Giles smiled and chuckled.
“Something funny about all this, son?”
“No, no, of course not... Sorry, it's just that some old fool in the building called you guys out on a wild goose chase, I'm afraid, and it's... well... it's silly.”
“The odometers are registering high, son. So no one's thinking this silly, least of all the Milwaukee Fire Department.”
“But it's just my fucking cleaning fluids is all.” He pulled the door wider, showing off the mop, a bucket of water at the center of the room near all the crates, boxes, bags and luggage. Giles held out a handful of dirty rags toward the black-visored, tall man, now being joined by his fellow firefighters, curious and staring past the door and into the apartment.
Inwardly, Giles quaked. They stood only feet from Luanda's body, all his collection of spines and jars of blood-paint, all his sculptures. In a matter of minutes, if they chose to barge in and do a thorough inspection, Giles could be found out, more authorities called in, his crates ordered opened by a search warrant. In his mind's eye, Giles saw it all happening, a complete, total end to his quest to one day display all of his work in a glorious opening of his own choosing, his own time and place.
The big man with the dark visor finally removed his protective helmet, his ruddy good looks rivaling anything Giles had ever seen in the way of a magazine model. “We're just going to take these soaked rags with us, if you don't mind, Mr... ahhh?”
“Gahran... Giles Gahran.”
“Yes, Mr. Gahran, and if you don't mind, would you remove the mop head, and we'll remove that as well. It'll speed up the process of the odors dissipating in the building.”

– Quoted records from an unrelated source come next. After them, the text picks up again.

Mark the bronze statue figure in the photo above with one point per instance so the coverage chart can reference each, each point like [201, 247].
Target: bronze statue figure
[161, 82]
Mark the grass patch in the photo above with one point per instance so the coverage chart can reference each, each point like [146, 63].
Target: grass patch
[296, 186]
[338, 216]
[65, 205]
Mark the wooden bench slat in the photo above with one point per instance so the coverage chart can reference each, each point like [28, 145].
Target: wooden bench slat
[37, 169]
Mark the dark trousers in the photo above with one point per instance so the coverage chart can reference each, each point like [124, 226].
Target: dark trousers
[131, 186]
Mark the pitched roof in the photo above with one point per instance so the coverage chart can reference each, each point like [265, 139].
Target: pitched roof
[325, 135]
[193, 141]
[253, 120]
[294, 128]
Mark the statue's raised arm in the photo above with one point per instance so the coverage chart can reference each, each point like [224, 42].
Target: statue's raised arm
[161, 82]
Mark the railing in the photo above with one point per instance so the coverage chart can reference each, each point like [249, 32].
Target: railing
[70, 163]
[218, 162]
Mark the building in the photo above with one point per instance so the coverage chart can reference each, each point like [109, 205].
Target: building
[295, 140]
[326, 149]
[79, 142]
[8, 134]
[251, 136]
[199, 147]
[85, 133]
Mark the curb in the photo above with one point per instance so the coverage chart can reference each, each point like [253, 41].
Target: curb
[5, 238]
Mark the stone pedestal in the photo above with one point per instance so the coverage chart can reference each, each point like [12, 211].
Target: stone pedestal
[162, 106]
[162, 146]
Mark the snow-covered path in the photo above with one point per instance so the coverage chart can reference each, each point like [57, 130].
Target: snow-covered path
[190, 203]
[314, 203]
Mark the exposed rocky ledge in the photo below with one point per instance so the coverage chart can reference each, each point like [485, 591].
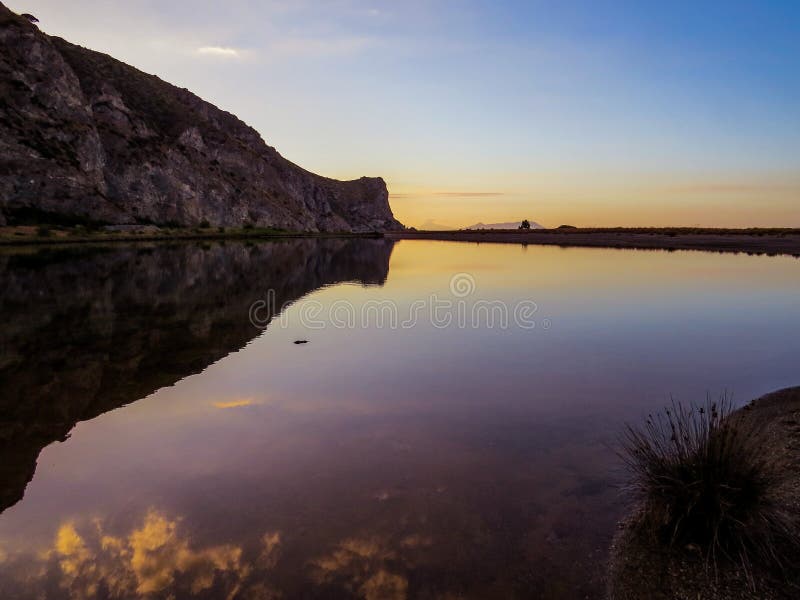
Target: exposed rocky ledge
[86, 137]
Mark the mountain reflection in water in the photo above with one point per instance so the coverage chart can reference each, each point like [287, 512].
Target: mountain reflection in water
[89, 330]
[373, 462]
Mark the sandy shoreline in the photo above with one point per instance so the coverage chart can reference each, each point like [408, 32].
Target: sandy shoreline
[640, 568]
[766, 241]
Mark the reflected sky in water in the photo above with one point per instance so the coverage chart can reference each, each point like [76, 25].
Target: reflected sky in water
[371, 462]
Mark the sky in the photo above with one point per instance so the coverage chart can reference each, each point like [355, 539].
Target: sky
[590, 112]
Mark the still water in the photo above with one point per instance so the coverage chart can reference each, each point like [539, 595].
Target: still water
[163, 436]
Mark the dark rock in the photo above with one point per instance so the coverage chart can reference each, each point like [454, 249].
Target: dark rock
[85, 136]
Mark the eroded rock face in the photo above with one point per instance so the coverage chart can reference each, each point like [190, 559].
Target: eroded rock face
[83, 135]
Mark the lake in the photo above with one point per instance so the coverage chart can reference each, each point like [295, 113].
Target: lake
[448, 429]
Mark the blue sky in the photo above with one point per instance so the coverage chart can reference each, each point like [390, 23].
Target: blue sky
[592, 113]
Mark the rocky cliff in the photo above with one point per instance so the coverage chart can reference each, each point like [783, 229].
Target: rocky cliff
[84, 137]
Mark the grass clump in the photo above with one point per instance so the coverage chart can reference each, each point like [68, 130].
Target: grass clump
[702, 478]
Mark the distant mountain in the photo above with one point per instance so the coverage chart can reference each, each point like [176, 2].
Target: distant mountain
[86, 137]
[431, 225]
[515, 225]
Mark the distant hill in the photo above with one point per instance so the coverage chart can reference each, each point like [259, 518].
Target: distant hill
[85, 137]
[514, 225]
[431, 225]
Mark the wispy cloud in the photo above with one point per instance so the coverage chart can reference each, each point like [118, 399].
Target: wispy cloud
[321, 47]
[221, 51]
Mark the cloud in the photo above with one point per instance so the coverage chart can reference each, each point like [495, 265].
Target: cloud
[320, 47]
[156, 559]
[221, 51]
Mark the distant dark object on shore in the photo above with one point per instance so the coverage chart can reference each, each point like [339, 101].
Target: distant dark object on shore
[505, 226]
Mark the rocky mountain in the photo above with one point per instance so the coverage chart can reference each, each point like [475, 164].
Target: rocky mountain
[514, 225]
[85, 137]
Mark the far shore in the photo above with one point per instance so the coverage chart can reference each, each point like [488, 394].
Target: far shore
[753, 241]
[39, 236]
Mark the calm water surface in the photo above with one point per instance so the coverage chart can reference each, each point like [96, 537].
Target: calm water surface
[155, 443]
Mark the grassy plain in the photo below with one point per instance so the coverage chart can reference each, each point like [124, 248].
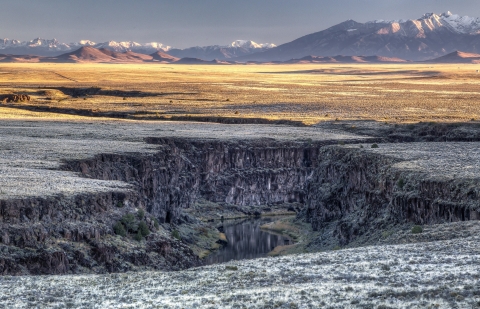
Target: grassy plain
[309, 93]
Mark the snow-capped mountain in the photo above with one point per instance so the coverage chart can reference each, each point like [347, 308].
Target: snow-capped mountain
[462, 24]
[43, 47]
[250, 44]
[425, 38]
[221, 52]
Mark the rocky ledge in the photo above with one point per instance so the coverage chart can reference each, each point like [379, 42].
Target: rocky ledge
[110, 197]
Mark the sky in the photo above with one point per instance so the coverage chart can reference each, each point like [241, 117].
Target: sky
[186, 23]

“Oh, sure... absolutely... and I'm so sorry about all this. Really had no idea—”
A second, older fireman with gray-black hair pushed past the young
er man, taking everything in, his uncovered nose sniffing. “You using some form of marine pool deck cleaner in here, young man?”
“Ahhh... yes, sir. Muriatic acid. Guy at the hardware said it'd get off any mildew on the planet and the moon. That's the way he put it. Said it'd clean a gravestone with a century's worth of mildew on it. So I got it.”
“Smell bleach, too,” replied the man.
“Yes, sir. I... I didn't entirely trust the hardware guy and the acid, so...”
“Son of a bitch... you mixed muriatic acid and bleach? What the fuck else did you throw into this cocktail? No wonder the odor don't bother you, boy. You've burned out your olfactory instruments, scudded out the lining of your nose, blown it out your ass. Fucking fool. Getting us all out here with all this gear and equipment, sending everybody in the fucking building into a panic. Christ, don't you watch the news, kid?”
“I don't, sir. No TV. Come in and have a look!” Giles stepped aside, inviting the man into the apartment, pointing to the interior. “A war could be going on and I wouldn't know. It's all negative vibes I just don't allow into my life.
“There is a goddamn war going on! We're sitting on a terror alert stage orange, fella! Get this out to the media, Tom,” said the older firefighter to the younger fireman, “and round up everybody.”
“Code thirteen, sir?”
“What the fuck else? We're done here! Christ, this is going to bite the budget.”
“Yes, sir, Chief. Right away, Chief.” The younger firefighter rushed off with the rags in hand. Giles heard him on the landing, shouting to other firefighters up and down the stairwell, “All's clear! That's a Code thirteen. We're outta here!”
The older man did a quick walk through of Giles's apartment, cursorily looking here and there. He noticed the ornate box on the kitchen table, commented on what a nice-looking box it was, and continued on. Giles popped open one of his crates and told him to have a look at one of his sculptures. The big fireman leaned in over the crate almost as tall as he, and stared down at the statue of a woman. “Looks inter-estin',” was his comment.